New paper on mapping hand-grasp motor task activity in the spinal cord

Hand-grasping is an important and clinically significant daily function, but more work is needed to understand the associated spinal cord neural activity. In this study, participants performed a hand-grasping task with both hands and spinal cord fMRI motor activation was modeled with two methods: (1) a typical idealized block design (Ideal) and (2) based on recorded grasp force normalized to individual maximum voluntary contraction (%MVC). Robust detection of hand-grasping activity was shown in the spinal cord, highly lateralized ipsilateral to the side of the task. In addition, the impact of sample size, number of fMRI runs, and spatial smoothing on activation estimates was explored. Overall, we emphasize the importance of a task that is well-controlled within and across participants. Using individually calibrated tasks in people with motor impairments will be especially beneficial to compare across groups.If you want to learn more, please check out the paper here!
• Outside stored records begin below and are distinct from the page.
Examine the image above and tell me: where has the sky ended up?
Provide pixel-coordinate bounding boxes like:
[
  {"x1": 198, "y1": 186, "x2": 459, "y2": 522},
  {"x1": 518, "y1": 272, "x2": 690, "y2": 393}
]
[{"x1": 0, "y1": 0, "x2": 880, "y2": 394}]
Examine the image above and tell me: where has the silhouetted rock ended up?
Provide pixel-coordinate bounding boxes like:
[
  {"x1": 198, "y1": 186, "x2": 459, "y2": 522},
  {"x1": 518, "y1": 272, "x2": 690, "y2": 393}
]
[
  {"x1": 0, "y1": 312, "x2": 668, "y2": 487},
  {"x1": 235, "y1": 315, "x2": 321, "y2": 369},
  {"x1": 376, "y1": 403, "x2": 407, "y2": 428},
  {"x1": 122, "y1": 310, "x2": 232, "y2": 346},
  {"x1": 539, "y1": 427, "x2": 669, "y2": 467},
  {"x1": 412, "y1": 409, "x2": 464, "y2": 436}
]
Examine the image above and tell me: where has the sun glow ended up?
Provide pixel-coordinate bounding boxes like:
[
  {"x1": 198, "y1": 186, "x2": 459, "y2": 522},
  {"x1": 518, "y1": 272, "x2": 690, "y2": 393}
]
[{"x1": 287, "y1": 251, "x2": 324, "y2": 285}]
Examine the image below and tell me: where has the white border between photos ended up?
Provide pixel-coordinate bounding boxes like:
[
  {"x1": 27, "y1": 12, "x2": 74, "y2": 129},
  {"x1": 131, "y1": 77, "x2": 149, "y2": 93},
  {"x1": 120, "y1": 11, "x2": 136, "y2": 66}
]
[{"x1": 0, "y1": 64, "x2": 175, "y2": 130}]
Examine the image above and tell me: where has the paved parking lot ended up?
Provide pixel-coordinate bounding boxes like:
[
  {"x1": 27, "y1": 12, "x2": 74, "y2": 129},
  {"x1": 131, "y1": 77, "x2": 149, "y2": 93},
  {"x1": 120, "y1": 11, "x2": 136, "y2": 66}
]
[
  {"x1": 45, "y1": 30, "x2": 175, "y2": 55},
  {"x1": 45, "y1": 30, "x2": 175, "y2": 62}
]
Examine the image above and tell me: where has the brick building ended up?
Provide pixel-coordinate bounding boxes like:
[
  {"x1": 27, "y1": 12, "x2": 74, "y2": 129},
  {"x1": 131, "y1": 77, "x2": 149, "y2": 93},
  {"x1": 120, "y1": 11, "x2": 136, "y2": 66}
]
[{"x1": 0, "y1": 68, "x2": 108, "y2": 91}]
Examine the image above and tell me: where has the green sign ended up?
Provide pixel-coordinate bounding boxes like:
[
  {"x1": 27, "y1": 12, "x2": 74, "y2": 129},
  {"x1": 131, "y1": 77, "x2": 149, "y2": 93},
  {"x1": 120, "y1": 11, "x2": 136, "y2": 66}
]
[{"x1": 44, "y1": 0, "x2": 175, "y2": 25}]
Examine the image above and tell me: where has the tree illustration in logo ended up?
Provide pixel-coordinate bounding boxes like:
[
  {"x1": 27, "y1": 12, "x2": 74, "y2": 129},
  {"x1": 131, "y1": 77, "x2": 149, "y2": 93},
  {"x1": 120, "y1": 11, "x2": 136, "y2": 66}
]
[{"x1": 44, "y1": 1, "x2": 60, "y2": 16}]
Exploring variability in spinal cord fMRI processing

How reliable are our current techniques for processing spinal cord fMRI data? In a recently published paper, Dr. Mark Hoggarth and Max Wang explore how person-to-person variability in the contouring of fMRI spinal cord masks affects downstream analyses. Using masks drawn by 8 raters of varying experience to inform co-registration to standard template space, they identify spatial differences in the accuracy of registration related to underlying image contrast and rater experience. At the group-level, spatial differences were present in activation maps although no systematic effect on overall activation level was identified. This work characterizes how variability in manually contoured masks propagates to results in spinal cord fMRI, demonstrating that standardization of processing pipelines and improving image acquisition should be prioritized.

This work was performed in collaboration with Dr. Kenneth Weber at the Stanford Systems Neuroscience and Pain Lab.

You can find the full access paper here!

 

New paper on the correlation between baseline blood flow and vascular reactivity in the brain

A recent paper from the lab, led by Dr. Rachael Stickland, identifies a positive correlation between baseline cerebral blood flow (CBF) and Blood Oxygenation Level Dependent cerebrovascular reactivity (BOLD-CVR), measured with MRI. This positive correlation is seen between and within subjects and is strengthened by the addition of a breathing task to a resting-state acquisition and by optimizing for hemodynamic lag effects in CVR modeling. This work demonstrates how two analytical factors affect the observed relationship between baseline CBF and BOLD-CVR in healthy populations; the relationship becomes even more relevant to understand when interpreting results in
populations with altered vascular baselines or impaired cerebrovascular reserve.

This work was performed in collaboration with Dr. César Caballero-Gaudes’ lab at the Basque Center on Cognition, Brain and Language in Spain.

Check out the paper here!

 

Conference paper on visualization tool for assessment of spinal cord fMRI data quality

Check out our conference paper that was presented at the IEEE Engineering in Medicine and Biology Conference and published online in December 2021! This paper details our method, developed by PhD candidate Kimberly Hemmerling, for visualization of complex spinal cord fMRI data as heatmaps. This work was inspired by a visualization technique designed for brain fMRI data (Power et al., 2017). Our heatmaps can be visualized alongside motion or physiological traces that may be used to identify coincidence of signal variation. The technique may be easily integrated into a preprocessing pipeline to visualize the effect of a preprocessing step, identify spatially or temporally varying artifacts, or to assess general data quality.Check out the work here, and our GitHub repository (BrightLab-ANVIL/spinalcordplot), which contains the code and example data necessary to generate the plots.

Welcome Rebecca Clements and Hannah Johnson to the lab!

ANVIL welcomes two new Biomedical Engineering students to the lab!

From left to right: Hannah and Becca join Neha, Kristina, and Kim as ANVIL BME doctoral students

Rebecca Clements is a new PhD student coming to us from the University of Delaware, where she completed her Bachelors degree in Biomedical Engineering. She has extensive research experience working in the Mechanical Neuroimaging lab at UD, where she used magnetic resonance elastography measures to better understand age-related changes to the brain.

Hannah Johnson, also an incoming PhD student, joins us from the University of Arizona, where she earned her Bachelors degree in Biomedical Engineering. As an undergraduate, she worked with Dr. Elizabeth Hutchinson in the Multi-Scale Brain Imaging Lab to identify longitudinal biomarkers of traumatic brain injury in preclinical models using MRI.

Becca and Hannah are excited to be joining the team, and we look forward to working with them!